WorraLiberty · 15/11/2017 18:10

Maybe she was just telling your child that not all kids are lucky enough to be able to do certain activities.

Or maybe she thought your child was showing off a tad.

Who knows? I really wouldn't give it another thought.

KimmySchmidt1 · 15/11/2017 18:23

Who cares? Don't obsess over minutiae. What is wrong with being thought of as not dirt poor? Perhaps she knows you are a single mother and thought she was being helpful by making your child feel lucky.

You really need to put this in the category of "who cares", or you will be missing out on significant things in life while you focus on trying to have big fat rows with people and constantly taking offense at nothing.

Usually, when we feel very strongly about a minor comment, it is to do with our own insecurities. the more you think about it, the more those insecurities will play on your mind. Being able to be breezy and knowing when to disregard something minor is really important.

EdmundCleverClogs · 15/11/2017 18:31

Look, you have done admirably by your daughter, but it's not a top-trumps situation. You feel she's belittling you but

Said Mum chose to stay home til kids at school as she had supportive partner but it has damaged her career prospects and she’s working in a job she thinks is beneath her educational level.

Is equally belittling and judgemental of her situation. How do you know her situation, fully? Maybe she lost her job, maybe her children needed her at home, hell even choosing to do so is a bloody tough thing, knowing you're shooting yourself in the foot career wise. Nothing wrong with feeling you're above a job education wise either, or at least I used to wonder why I spent huge amounts going to uni whilst I served drunks and cleaned toilets. I'm always happy to work any which way, but nothing wrong with thinking 'I could be doing better'.

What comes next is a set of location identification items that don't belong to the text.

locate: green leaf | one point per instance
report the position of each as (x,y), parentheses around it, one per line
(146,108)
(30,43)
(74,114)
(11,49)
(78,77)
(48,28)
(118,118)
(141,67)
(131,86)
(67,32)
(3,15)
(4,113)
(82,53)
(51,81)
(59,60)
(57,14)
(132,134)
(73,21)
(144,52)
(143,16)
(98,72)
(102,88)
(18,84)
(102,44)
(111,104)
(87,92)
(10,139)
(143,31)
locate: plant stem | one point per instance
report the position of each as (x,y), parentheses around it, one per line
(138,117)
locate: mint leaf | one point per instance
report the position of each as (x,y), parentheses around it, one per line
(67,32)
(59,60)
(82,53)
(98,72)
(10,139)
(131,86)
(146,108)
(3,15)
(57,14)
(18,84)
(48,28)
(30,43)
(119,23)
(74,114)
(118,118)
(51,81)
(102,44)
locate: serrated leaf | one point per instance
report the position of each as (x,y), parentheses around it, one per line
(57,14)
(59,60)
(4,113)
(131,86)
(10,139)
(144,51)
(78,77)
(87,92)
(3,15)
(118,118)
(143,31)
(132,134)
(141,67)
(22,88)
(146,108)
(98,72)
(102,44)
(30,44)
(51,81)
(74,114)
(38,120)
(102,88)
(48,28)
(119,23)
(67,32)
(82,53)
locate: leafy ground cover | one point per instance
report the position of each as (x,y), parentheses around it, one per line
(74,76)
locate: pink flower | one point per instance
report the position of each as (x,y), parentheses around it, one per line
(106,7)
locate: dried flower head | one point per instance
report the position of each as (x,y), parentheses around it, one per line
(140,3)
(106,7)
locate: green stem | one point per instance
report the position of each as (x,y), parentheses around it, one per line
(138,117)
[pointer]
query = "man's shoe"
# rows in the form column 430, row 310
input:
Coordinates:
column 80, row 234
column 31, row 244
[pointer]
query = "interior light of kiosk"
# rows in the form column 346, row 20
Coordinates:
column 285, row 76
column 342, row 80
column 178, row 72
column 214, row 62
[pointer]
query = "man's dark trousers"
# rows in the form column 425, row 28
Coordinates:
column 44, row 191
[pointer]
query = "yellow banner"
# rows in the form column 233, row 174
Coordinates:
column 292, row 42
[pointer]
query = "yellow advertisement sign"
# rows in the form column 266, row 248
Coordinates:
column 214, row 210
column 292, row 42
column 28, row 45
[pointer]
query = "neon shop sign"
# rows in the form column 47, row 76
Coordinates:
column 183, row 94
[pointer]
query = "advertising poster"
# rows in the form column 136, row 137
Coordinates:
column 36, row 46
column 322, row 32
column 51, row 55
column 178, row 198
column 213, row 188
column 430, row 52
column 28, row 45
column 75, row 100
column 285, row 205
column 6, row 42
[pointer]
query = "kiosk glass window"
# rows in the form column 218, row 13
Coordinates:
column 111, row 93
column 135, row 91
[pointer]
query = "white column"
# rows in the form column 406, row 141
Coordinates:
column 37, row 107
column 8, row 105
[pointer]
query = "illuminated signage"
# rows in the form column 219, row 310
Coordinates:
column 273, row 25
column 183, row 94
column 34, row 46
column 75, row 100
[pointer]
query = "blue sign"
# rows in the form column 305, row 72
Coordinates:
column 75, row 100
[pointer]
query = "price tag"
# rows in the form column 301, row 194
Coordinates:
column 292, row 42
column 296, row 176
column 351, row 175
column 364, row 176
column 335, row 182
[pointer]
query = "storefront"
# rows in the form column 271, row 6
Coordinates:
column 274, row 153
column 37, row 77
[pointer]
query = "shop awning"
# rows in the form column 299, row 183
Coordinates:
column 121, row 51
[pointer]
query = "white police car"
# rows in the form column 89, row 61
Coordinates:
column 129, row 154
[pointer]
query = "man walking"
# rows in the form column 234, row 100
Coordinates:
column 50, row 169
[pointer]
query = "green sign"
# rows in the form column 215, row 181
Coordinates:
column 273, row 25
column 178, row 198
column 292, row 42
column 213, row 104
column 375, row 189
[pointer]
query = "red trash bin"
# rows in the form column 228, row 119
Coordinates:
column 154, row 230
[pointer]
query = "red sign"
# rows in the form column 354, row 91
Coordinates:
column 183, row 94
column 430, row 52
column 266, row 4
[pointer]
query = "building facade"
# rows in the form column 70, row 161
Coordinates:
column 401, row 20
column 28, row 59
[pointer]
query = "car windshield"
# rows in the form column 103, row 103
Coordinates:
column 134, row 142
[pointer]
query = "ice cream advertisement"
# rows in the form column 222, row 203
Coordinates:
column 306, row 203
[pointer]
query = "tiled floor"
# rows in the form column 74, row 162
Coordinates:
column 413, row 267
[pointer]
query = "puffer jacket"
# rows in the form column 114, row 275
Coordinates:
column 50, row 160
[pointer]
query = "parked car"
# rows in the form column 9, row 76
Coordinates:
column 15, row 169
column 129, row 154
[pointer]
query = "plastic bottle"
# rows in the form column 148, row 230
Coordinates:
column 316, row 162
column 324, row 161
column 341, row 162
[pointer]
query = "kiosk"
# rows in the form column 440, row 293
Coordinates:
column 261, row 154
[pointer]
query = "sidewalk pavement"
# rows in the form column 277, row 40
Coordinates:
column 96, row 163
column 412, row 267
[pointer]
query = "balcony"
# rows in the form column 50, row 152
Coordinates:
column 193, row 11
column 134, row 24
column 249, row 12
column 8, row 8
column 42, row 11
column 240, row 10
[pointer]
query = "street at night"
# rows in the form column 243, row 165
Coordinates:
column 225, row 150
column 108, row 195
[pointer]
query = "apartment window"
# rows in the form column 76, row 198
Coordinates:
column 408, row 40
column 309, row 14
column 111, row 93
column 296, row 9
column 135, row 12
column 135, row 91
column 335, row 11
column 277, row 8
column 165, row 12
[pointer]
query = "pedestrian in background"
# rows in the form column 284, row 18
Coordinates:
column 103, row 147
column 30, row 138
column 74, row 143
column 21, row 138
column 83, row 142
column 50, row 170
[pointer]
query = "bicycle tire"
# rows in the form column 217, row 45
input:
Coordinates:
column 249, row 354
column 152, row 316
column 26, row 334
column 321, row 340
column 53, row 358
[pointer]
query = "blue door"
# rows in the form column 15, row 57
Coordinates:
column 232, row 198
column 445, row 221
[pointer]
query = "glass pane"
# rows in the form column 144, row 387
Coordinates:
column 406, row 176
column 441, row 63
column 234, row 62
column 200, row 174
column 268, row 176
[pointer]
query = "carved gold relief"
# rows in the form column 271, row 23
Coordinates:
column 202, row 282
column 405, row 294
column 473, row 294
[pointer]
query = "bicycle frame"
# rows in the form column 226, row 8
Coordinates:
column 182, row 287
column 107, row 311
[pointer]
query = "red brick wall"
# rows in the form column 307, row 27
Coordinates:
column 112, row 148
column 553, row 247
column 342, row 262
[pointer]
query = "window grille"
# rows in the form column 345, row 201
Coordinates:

I think she was very clumsy in what she said, however only you know if there was any malice in it. Probably not.

ByThePowerOfRa · 15/11/2017 18:42

Tbh I think her comment was rude. Ugh “rich mummy”? Who says that? But, that just shows she has no manners. I really wouldn’t read any more into it than that. As pp says, it isn’t top trumps is it? I doubt she is making the judgements you think she is.

CourtneyLoveIsMySpiritAnimal · 15/11/2017 18:49

AIBU to expect that mums should support each other and show empathy and not judge based on experiences they know nothing about

The same goes for you. What you say about her is just as bad. Sounds like you’re after a pat on the back.

Besides which, if your 6 year old told you this I’d be wary that you’re only getting half or none of the story. Children that age don’t make reliable witnesses.